Tai Chi 0 inizia come un wuxiapan e tramite un esilarante flashback, girato come un film d'epoca, diventa con un gongfu movie. Racconta di un fenomeno da baraccone che per sopravvivere decide di imparare il Tai Chi, che sotto la paradossale forma di arte marziale è insegnato solo in un villaggio. A questo punto il film cambia di nuovo e si contamina di un impossibile vena steampunk con una serie di personaggi provenienti dall'occidente in perfetta "divisa" steampunk (quel misto di giacchette settecentesche, camicie con sbuffi e stivali ottocenteschi).

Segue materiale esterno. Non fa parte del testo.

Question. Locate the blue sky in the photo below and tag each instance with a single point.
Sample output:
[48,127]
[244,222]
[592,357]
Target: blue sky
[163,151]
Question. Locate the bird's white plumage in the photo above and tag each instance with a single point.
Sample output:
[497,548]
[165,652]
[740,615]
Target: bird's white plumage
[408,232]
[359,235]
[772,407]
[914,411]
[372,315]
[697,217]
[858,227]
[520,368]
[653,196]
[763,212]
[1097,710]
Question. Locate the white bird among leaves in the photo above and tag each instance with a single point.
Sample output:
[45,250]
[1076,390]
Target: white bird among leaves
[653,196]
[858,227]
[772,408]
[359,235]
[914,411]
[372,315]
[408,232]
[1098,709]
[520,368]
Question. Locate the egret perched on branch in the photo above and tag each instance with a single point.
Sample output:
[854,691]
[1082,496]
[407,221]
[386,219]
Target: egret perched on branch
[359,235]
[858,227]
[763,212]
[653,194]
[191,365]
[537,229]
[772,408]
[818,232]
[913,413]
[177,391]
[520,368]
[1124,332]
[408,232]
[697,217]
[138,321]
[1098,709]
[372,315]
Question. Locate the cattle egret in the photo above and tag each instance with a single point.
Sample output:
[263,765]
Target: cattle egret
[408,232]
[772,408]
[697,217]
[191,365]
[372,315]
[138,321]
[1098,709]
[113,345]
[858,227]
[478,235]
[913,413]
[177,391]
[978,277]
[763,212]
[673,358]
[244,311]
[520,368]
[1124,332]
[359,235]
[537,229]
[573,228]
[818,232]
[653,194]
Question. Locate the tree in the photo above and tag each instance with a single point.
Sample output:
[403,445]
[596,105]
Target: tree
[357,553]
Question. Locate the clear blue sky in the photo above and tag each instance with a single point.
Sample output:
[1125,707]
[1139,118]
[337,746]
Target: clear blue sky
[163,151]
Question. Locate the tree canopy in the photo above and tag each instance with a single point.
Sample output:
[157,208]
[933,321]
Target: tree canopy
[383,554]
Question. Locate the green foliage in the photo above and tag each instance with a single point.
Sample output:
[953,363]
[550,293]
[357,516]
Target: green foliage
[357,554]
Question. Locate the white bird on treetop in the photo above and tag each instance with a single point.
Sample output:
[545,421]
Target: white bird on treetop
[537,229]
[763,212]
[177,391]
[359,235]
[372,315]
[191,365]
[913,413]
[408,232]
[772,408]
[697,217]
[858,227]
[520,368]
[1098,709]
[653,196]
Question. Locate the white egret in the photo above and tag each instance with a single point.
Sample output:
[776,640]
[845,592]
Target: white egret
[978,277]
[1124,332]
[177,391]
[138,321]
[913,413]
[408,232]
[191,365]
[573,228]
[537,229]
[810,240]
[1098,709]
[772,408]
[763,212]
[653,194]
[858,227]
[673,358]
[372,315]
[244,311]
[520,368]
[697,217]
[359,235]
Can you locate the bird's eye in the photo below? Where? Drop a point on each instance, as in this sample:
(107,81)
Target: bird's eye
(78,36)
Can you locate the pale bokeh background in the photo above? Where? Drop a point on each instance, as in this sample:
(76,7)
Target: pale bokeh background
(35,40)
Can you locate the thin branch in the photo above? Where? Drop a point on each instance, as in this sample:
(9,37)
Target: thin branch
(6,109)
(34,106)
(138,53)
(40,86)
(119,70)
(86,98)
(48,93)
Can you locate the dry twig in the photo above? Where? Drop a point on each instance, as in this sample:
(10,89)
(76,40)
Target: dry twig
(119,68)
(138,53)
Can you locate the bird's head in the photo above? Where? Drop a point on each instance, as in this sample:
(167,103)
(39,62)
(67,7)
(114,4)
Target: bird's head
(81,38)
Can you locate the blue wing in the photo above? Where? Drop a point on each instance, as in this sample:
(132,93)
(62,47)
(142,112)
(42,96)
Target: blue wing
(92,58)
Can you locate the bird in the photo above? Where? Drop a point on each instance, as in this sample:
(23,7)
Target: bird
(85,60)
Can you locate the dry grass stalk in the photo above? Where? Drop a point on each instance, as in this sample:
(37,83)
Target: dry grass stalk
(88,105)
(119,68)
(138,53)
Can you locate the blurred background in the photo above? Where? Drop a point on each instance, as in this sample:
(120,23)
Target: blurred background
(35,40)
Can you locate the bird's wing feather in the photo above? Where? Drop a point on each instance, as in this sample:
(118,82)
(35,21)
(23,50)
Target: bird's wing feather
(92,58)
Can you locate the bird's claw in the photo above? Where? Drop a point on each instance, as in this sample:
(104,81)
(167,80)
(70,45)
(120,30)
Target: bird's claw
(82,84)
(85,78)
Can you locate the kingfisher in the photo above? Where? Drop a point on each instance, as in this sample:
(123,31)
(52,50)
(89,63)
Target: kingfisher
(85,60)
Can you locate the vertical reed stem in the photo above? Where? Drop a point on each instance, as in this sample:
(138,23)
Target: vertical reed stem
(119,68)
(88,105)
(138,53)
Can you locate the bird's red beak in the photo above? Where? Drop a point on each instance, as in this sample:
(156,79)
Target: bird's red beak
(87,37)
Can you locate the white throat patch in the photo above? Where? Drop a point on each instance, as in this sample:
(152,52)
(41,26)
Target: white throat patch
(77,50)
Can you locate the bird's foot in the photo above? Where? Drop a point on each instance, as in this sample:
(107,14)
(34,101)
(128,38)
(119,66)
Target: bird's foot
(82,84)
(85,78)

A questo vanno unite sovrimpressioni da videogame, cartelli esilaranti e una presentazione degli attori fatta di volta di volta quando entrano in scena che accanto al nome offre anche un indizio sulla carriera (Andy Lau "regista di Infernal Affairs" ma anche altri presentati come "star di gongfu movies degli anni '70", "aveva una parte in C'era una volta in Cina", "giovane promessa delle arti marziali", "attrice che lavora in occidente" e via dicendo).

E' insomma il massimo dell'autoironia metacinematografica e del non prendersi sul serio, anche se, dal punto di vista dell'azione non scherza affatto. L'action director è Sammo Hung e si vede. Con un protagonista campione di arti marziali del 2008 e rivali del calibro del capo degli stuntman di Jackie Chan (indovinate come lo so?) c'è sia inventiva che tecnica.
Purtroppo il divertimento non regge sempre il passo della prima parte e nella seconda, la necessità di stendere una trama che consenta di arrivare anche al prossimo Tai Chi (parte seconda) appesantisce il film e lo priva di quella libertà di spaccare qualsiasi convenzione di racconto che era il propulsore più interessante del film.